Lisana lui adressa un sourire taquin.
- « Pourquoi pas ? Juste un, tu as dix-huit ans maintenant, après tout ! »
François la regarda sévèrement.
- « Noctis a raison, Lisana. Et puis, je ne veux pas lui donner l'habitude de boire... C'est pareil pour toi, tu n'auras pas de quatrième verre. »
La jeune femme retourna à son verre, l'air boudeuse. Voyant qu'elle ne rétorquait pas, François se tourna à nouveau vers Noctis, affichant à nouveau son sourire doux et son air amical.
- « Et bien, bon anniversaire, mon garçon. Tu n'as pas de chance : tu obtiens ton aspect le jour même de l'année où Throne convoque les jeunes ! Au fait, tu l'as déjà reçu ? »
En même temps qu'il parlait, François lui tendit une tasse de chocolat chaud. Noctis lui était reconnaissant : c'était exactement ce dont il avait envie en ce moment.
Il est vrai qu'il n'avait pas de chance. Le roi Throne invité tous les jeunes de dix-huit ans de son royaume dans son château, et ce, chaque année, pour une durée d'un jour. Tout le monde y aurait sûrement eu dix-huit ans il y a quelques jours, voir quelques mois. Ils auraient donc eu le temps de vérifier leur aspect, ou au moins d'étudier leur Lettre d'Hérésia. Lui, en revanche, serait arrivé au château avant même d'avoir reçu son aspect et sa Lettre.

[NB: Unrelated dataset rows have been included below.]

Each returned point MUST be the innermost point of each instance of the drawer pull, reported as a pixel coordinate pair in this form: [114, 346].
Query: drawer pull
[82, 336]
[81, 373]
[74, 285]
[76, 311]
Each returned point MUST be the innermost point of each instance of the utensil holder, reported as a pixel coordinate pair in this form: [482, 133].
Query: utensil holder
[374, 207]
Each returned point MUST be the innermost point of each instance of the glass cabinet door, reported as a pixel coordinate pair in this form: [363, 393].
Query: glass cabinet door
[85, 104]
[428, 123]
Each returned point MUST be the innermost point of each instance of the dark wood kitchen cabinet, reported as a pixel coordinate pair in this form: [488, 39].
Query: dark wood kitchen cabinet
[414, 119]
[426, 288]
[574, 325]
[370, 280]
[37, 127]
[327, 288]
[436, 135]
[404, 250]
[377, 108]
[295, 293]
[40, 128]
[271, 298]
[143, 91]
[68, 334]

Le garçon soupira intérieurement, puis sourit face à son chocolat chaud.
- « Non, je n'ai encore rien eu. J'imagine que ça ne va pas tarder. Le château ouvre à sept heures, mais au discours de Throne à lieu à neuf heures. J'espère bien l'obtenir d'ici là. »
Sur ses mots, il se concentra sur son chocolat chaud, à nouveau perdu dans ses pensées.